Greatest hits album by L.A. Guns
- Released: May 24, 1994
- Recorded: 1987–1994
- Genre: Glam metal
- Label: Mercury

L.A. Guns chronology
| Cuts (1992) | Best Of: Hollywood a Go-Go (1994) | Vicious Circle (1994) |

= Best Of: Hollywood a Go-Go =

Best Of: Hollywood a Go-Go is an L.A. Guns Greatest Hits album released in Japan in 1996.

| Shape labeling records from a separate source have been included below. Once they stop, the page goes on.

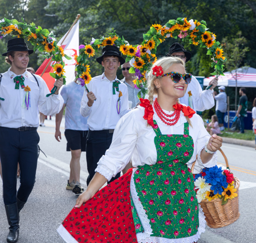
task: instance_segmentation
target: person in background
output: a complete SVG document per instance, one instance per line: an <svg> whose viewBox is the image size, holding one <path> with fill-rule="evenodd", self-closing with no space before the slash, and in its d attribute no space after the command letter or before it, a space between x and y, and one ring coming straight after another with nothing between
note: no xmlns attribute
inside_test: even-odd
<svg viewBox="0 0 256 243"><path fill-rule="evenodd" d="M63 106L59 90L62 79L56 80L55 93L49 97L46 82L27 71L29 55L33 53L22 38L9 40L2 54L10 68L3 74L0 85L0 157L3 173L4 203L9 227L7 241L18 241L19 212L27 202L35 182L40 138L38 110L47 115L58 113ZM27 92L29 92L28 94ZM23 103L27 95L31 98ZM17 191L17 167L20 168Z"/></svg>
<svg viewBox="0 0 256 243"><path fill-rule="evenodd" d="M125 62L115 46L106 46L102 55L96 59L104 69L102 74L93 78L87 85L80 111L88 117L89 130L86 143L86 160L89 175L87 185L95 174L97 163L111 144L116 125L129 112L127 86L116 76L117 69ZM110 182L120 177L115 175Z"/></svg>
<svg viewBox="0 0 256 243"><path fill-rule="evenodd" d="M134 108L140 101L138 97L138 93L140 90L136 89L135 84L133 82L136 78L134 74L129 73L129 69L131 67L130 62L125 62L121 67L122 67L122 73L124 78L120 81L127 86L128 89L128 99L130 101L133 102L131 108Z"/></svg>
<svg viewBox="0 0 256 243"><path fill-rule="evenodd" d="M224 130L224 119L225 113L227 111L227 94L225 92L224 86L219 87L219 94L215 91L214 92L214 97L216 100L216 115L219 120L219 126L221 131Z"/></svg>
<svg viewBox="0 0 256 243"><path fill-rule="evenodd" d="M88 132L87 117L83 117L80 113L81 101L84 87L77 84L76 80L63 86L60 94L64 100L64 104L59 113L56 115L56 140L60 142L61 133L59 129L65 111L65 137L67 141L67 151L71 151L70 174L67 190L72 190L75 194L82 192L80 183L80 159L81 152L85 152L86 138Z"/></svg>
<svg viewBox="0 0 256 243"><path fill-rule="evenodd" d="M179 43L174 43L170 47L168 56L179 57L185 62L191 58L191 53L186 51ZM195 111L203 112L210 109L215 105L212 93L214 89L218 85L218 78L214 78L209 83L209 86L211 85L211 87L203 91L198 80L192 75L192 80L188 84L186 92L183 97L179 99L179 101Z"/></svg>
<svg viewBox="0 0 256 243"><path fill-rule="evenodd" d="M246 92L245 88L240 88L239 90L239 95L241 97L239 99L239 106L236 115L240 121L240 133L241 134L244 133L244 117L247 116L248 98Z"/></svg>
<svg viewBox="0 0 256 243"><path fill-rule="evenodd" d="M252 110L251 111L252 117L252 129L254 132L255 135L255 149L256 149L256 98L253 100L252 103Z"/></svg>
<svg viewBox="0 0 256 243"><path fill-rule="evenodd" d="M211 121L207 124L206 130L210 132L210 136L221 133L220 127L219 126L218 117L216 115L211 116Z"/></svg>

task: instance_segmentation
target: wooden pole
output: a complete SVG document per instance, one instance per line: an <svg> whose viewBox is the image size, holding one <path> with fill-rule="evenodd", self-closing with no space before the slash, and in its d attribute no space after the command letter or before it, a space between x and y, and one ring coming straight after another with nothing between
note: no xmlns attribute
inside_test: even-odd
<svg viewBox="0 0 256 243"><path fill-rule="evenodd" d="M77 21L79 19L80 17L81 17L81 15L79 14L77 14L77 16L76 16L76 19L75 19L75 21L74 21L74 23L73 23L72 25L70 27L70 29L69 30L69 31L67 33L67 35L66 35L64 39L63 39L63 40L61 41L61 43L60 43L60 46L62 45L63 42L64 42L64 41L65 40L66 38L67 38L67 36L68 36L68 35L69 35L69 34L71 30L72 30L72 28L76 24L76 22L77 22ZM46 65L45 69L42 71L42 73L41 74L41 77L42 77L42 75L44 75L44 74L45 73L46 70L48 68L48 67L50 65L50 63L51 63L51 59L50 59L49 62L48 62L48 63L47 64L47 65Z"/></svg>
<svg viewBox="0 0 256 243"><path fill-rule="evenodd" d="M227 97L227 130L229 131L229 96Z"/></svg>

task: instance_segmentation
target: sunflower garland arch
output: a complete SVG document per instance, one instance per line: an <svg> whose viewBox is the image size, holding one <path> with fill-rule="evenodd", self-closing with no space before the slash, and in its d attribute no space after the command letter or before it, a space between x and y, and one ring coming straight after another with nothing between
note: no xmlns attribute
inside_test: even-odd
<svg viewBox="0 0 256 243"><path fill-rule="evenodd" d="M64 54L63 49L57 45L56 36L52 31L50 32L40 26L36 27L33 23L28 25L25 22L18 22L16 19L4 18L0 20L0 39L8 35L27 40L33 46L34 51L38 50L46 53L44 57L47 59L51 58L51 60L54 61L52 65L54 72L50 73L50 75L55 79L63 78L63 84L65 84L65 63L62 58L65 57L68 60L71 58ZM54 94L56 89L57 87L54 86L47 96Z"/></svg>

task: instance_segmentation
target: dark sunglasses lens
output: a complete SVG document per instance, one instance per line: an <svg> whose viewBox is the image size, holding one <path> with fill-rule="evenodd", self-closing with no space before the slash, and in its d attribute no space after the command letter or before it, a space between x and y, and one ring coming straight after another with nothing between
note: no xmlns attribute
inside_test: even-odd
<svg viewBox="0 0 256 243"><path fill-rule="evenodd" d="M186 83L189 83L191 81L191 76L189 74L186 74L184 80Z"/></svg>
<svg viewBox="0 0 256 243"><path fill-rule="evenodd" d="M175 83L178 83L180 80L180 75L178 73L175 73L173 75L173 80Z"/></svg>

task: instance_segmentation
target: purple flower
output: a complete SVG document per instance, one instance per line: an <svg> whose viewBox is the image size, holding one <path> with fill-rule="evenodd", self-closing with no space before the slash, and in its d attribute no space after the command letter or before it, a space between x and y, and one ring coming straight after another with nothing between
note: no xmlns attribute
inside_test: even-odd
<svg viewBox="0 0 256 243"><path fill-rule="evenodd" d="M140 79L142 77L142 75L140 72L139 69L135 69L135 76L137 77L138 79Z"/></svg>
<svg viewBox="0 0 256 243"><path fill-rule="evenodd" d="M135 53L135 56L136 56L136 57L140 57L140 55L141 55L141 52L140 52L140 47L141 47L141 46L140 45L139 45L139 46L138 46L138 47L137 47L137 51L136 51L136 52Z"/></svg>

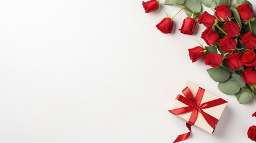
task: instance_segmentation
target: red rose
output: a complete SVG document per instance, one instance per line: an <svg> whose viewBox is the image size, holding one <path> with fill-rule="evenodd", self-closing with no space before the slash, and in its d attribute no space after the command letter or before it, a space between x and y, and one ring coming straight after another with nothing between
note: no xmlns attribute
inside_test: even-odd
<svg viewBox="0 0 256 143"><path fill-rule="evenodd" d="M235 38L240 33L240 26L233 21L227 21L224 24L223 29L227 32L230 37Z"/></svg>
<svg viewBox="0 0 256 143"><path fill-rule="evenodd" d="M189 57L194 63L198 60L199 58L203 57L205 53L203 52L203 48L201 46L196 46L195 48L189 49Z"/></svg>
<svg viewBox="0 0 256 143"><path fill-rule="evenodd" d="M207 28L203 32L201 38L205 41L207 45L211 46L215 44L218 40L219 36L217 32L214 31L211 28Z"/></svg>
<svg viewBox="0 0 256 143"><path fill-rule="evenodd" d="M242 62L242 54L239 52L236 52L231 55L228 55L226 59L227 65L232 70L236 70L243 66Z"/></svg>
<svg viewBox="0 0 256 143"><path fill-rule="evenodd" d="M252 117L256 117L256 112L254 112L252 114Z"/></svg>
<svg viewBox="0 0 256 143"><path fill-rule="evenodd" d="M196 21L194 18L187 17L184 19L181 28L178 30L183 34L192 35L195 26Z"/></svg>
<svg viewBox="0 0 256 143"><path fill-rule="evenodd" d="M253 49L256 46L256 36L252 32L248 32L242 36L241 42L247 48Z"/></svg>
<svg viewBox="0 0 256 143"><path fill-rule="evenodd" d="M251 140L256 141L256 126L251 126L249 128L247 136Z"/></svg>
<svg viewBox="0 0 256 143"><path fill-rule="evenodd" d="M218 44L220 45L220 49L227 52L232 52L236 46L236 41L229 36L224 37L221 40L220 40Z"/></svg>
<svg viewBox="0 0 256 143"><path fill-rule="evenodd" d="M205 63L213 67L217 67L222 63L222 55L208 52L205 55Z"/></svg>
<svg viewBox="0 0 256 143"><path fill-rule="evenodd" d="M256 55L252 50L248 50L242 55L242 61L247 67L256 67Z"/></svg>
<svg viewBox="0 0 256 143"><path fill-rule="evenodd" d="M203 13L198 17L198 22L200 24L203 24L207 28L212 27L215 23L216 17L209 14L207 11L204 11Z"/></svg>
<svg viewBox="0 0 256 143"><path fill-rule="evenodd" d="M158 4L158 1L156 0L150 0L147 2L143 1L142 5L145 10L146 13L156 11L160 7L159 4Z"/></svg>
<svg viewBox="0 0 256 143"><path fill-rule="evenodd" d="M250 67L246 69L243 73L241 74L241 76L247 84L256 84L256 71L254 70L254 67Z"/></svg>
<svg viewBox="0 0 256 143"><path fill-rule="evenodd" d="M230 9L227 5L223 4L220 5L215 8L215 15L221 21L228 21L228 19L230 18L232 16Z"/></svg>
<svg viewBox="0 0 256 143"><path fill-rule="evenodd" d="M237 9L242 20L249 20L254 16L252 9L247 2L238 6Z"/></svg>
<svg viewBox="0 0 256 143"><path fill-rule="evenodd" d="M165 34L171 33L173 27L173 21L169 17L165 17L156 27Z"/></svg>

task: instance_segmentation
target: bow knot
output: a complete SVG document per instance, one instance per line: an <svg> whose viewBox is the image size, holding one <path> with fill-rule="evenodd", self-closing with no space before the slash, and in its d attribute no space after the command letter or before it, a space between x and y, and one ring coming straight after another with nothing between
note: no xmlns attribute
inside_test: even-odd
<svg viewBox="0 0 256 143"><path fill-rule="evenodd" d="M201 104L202 98L203 96L205 89L199 88L196 96L194 97L193 94L191 92L190 89L186 87L182 92L185 97L181 95L178 95L176 100L188 105L187 107L181 107L179 108L173 109L169 110L175 115L181 114L183 113L192 111L190 117L186 126L189 130L189 132L184 134L180 135L176 138L174 142L177 142L186 139L190 135L191 126L195 124L198 119L198 112L199 112L203 117L205 119L207 123L210 125L212 129L215 129L215 125L218 122L218 120L212 116L207 114L202 109L211 108L214 106L219 105L222 104L226 103L225 100L218 98L206 102Z"/></svg>

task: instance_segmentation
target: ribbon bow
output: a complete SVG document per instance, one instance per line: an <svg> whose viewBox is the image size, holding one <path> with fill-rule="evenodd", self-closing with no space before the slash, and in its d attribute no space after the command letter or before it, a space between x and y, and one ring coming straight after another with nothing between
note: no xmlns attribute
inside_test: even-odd
<svg viewBox="0 0 256 143"><path fill-rule="evenodd" d="M196 97L195 98L193 95L193 94L191 92L190 89L187 86L184 89L183 89L183 91L182 91L182 92L185 95L185 97L179 94L177 97L176 100L186 104L188 106L171 110L169 110L169 111L175 115L181 114L192 111L189 122L186 123L186 126L189 129L189 132L178 135L174 141L174 143L184 141L189 138L191 133L191 126L194 125L195 122L196 122L198 116L198 112L202 115L207 123L212 128L212 129L214 129L214 130L215 125L217 124L218 120L207 114L203 111L202 109L211 108L227 102L226 101L221 98L218 98L201 104L202 98L203 98L203 94L205 92L205 89L201 88L199 88L198 92L196 93Z"/></svg>

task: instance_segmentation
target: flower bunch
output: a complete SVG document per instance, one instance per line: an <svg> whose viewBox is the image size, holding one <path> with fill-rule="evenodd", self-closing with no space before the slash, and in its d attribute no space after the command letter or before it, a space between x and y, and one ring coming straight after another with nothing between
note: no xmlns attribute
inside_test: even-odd
<svg viewBox="0 0 256 143"><path fill-rule="evenodd" d="M202 44L189 49L192 62L203 59L210 77L218 82L220 91L235 95L240 104L256 98L256 18L252 4L246 0L165 0L164 5L178 6L187 15L181 33L192 35L197 23L205 27ZM156 0L143 2L146 13L159 10ZM201 11L204 6L212 13ZM156 24L164 33L170 33L173 18L166 17Z"/></svg>
<svg viewBox="0 0 256 143"><path fill-rule="evenodd" d="M252 117L256 117L256 112L252 114ZM247 131L247 136L252 141L256 142L256 126L252 125L250 126Z"/></svg>

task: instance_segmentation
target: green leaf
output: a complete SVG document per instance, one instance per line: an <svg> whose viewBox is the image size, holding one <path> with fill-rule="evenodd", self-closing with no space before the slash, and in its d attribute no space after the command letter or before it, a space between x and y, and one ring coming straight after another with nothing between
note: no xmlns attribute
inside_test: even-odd
<svg viewBox="0 0 256 143"><path fill-rule="evenodd" d="M240 104L245 104L250 101L252 96L248 92L241 89L239 92L236 94L236 99Z"/></svg>
<svg viewBox="0 0 256 143"><path fill-rule="evenodd" d="M185 11L186 14L187 14L187 17L190 17L192 15L192 13L189 11Z"/></svg>
<svg viewBox="0 0 256 143"><path fill-rule="evenodd" d="M220 82L218 85L218 88L223 93L227 95L234 95L240 90L240 88L230 79L224 82Z"/></svg>
<svg viewBox="0 0 256 143"><path fill-rule="evenodd" d="M231 73L236 73L236 72L231 69L228 66L224 66L226 70L227 70Z"/></svg>
<svg viewBox="0 0 256 143"><path fill-rule="evenodd" d="M236 0L236 4L239 4L239 5L242 5L242 4L243 4L247 2L248 2L247 0Z"/></svg>
<svg viewBox="0 0 256 143"><path fill-rule="evenodd" d="M185 0L175 0L176 4L183 4Z"/></svg>
<svg viewBox="0 0 256 143"><path fill-rule="evenodd" d="M256 21L251 21L251 24L252 26L252 33L256 35Z"/></svg>
<svg viewBox="0 0 256 143"><path fill-rule="evenodd" d="M201 11L202 4L200 0L187 0L184 5L192 11L198 13Z"/></svg>
<svg viewBox="0 0 256 143"><path fill-rule="evenodd" d="M211 7L211 3L212 2L212 0L200 0L201 3L204 5L206 7Z"/></svg>
<svg viewBox="0 0 256 143"><path fill-rule="evenodd" d="M245 86L246 83L242 77L238 74L233 73L231 75L230 80L232 80L237 86L240 88L243 88Z"/></svg>
<svg viewBox="0 0 256 143"><path fill-rule="evenodd" d="M242 27L241 18L240 18L239 13L234 5L230 6L231 11L232 11L233 16L236 18L236 21L239 24L240 27Z"/></svg>
<svg viewBox="0 0 256 143"><path fill-rule="evenodd" d="M218 51L217 48L214 46L205 46L205 48L206 49L207 52L213 54L217 54Z"/></svg>
<svg viewBox="0 0 256 143"><path fill-rule="evenodd" d="M229 72L223 67L211 68L207 70L207 72L213 80L217 82L225 82L229 79L230 76Z"/></svg>
<svg viewBox="0 0 256 143"><path fill-rule="evenodd" d="M175 5L175 0L165 0L165 5Z"/></svg>
<svg viewBox="0 0 256 143"><path fill-rule="evenodd" d="M229 5L229 0L212 0L211 3L211 5L213 8L215 8L217 6L222 4L226 4Z"/></svg>

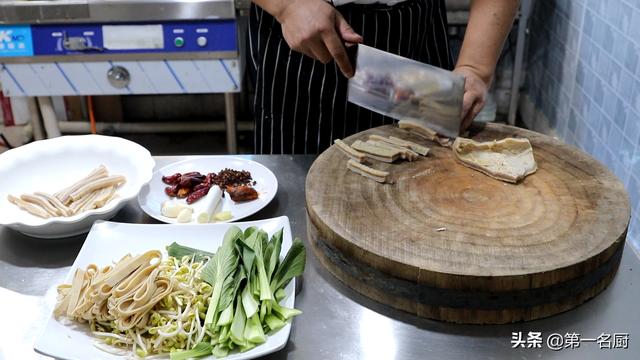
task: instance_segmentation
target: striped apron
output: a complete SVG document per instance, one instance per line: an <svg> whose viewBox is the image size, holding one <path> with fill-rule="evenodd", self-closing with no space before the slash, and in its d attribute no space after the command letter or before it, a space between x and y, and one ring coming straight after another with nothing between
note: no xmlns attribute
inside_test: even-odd
<svg viewBox="0 0 640 360"><path fill-rule="evenodd" d="M407 0L394 6L337 8L364 44L414 60L453 68L444 0ZM393 119L347 102L347 82L334 62L292 51L280 24L252 4L248 67L255 86L256 154L318 154L334 139L392 124Z"/></svg>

It is one of the only LA Guns albums bearing the name 'Best of' truly being a Best of, as opposed to re-recordings of hits albums like Greatest Hits and Black Beauties.
Also, the album cover is a parody of the album cover of the soundtrack for the movie "American Graffiti".

==Track listing==
1. "Sex Action"
2. "Never Enough"
3. "Electric Gypsy"
4. "Kiss My Love Goodbye"
5. "Ballad of Jayne"
6. "One More Reason"
7. "Wild Obsession"
8. "Kill That Girl"
9. "Rip and Tear"
10. "No Mercy"
11. "Killing Machine"
12. "Dirty Luv"
13. "Malaria"
14. "Long Time Dead"
15. "Some Lie 4 Love"
16. "Face Down"
17. "Hollywood Tease"
18. "I Wanna Be Your Man"
19. "Sex Action" (live)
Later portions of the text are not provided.